Patient-centeredness—one of the six dimensions of quality outlined in 2001 by the Institute of Medicine16— originated as a manner of communication with patients characterized by the appreciation of each patient as a unique human being17 with associated communication skills of listening carefully, showing respect, and explaining things clearly18. Patient-centeredness evolved over time to include an organizational model of care which considers patients’ experiences of access, including convenience and easy accessibility of services 19,20.
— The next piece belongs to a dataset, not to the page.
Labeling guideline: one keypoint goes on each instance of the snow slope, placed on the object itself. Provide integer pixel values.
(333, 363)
Little is known about racial disparities in the patient-centeredness of HIV care. Among patients attending an urban medical center HIV clinic, the patient-centered principles of collaborative decision-making and patients’ feeling “known as a person” were associated with improved antiretroviral adherence and HIV viral suppression21,22. The objective of the current study was to further explore associations between race/ethnicity and two key aspects of patient-centeredness—access to care and patient–provider communication—among HIV-infected patients. Racial/ethnic disparities in patient-centeredness can occur within a site and also among sites. The latter is a site-level effect, which could arise if patients in a particular racial/ethnic group disproportionately use sites that are relatively high (or low) in certain processes of care affecting all patients. We attempt to distinguish within-site and among-site effects in the analyses.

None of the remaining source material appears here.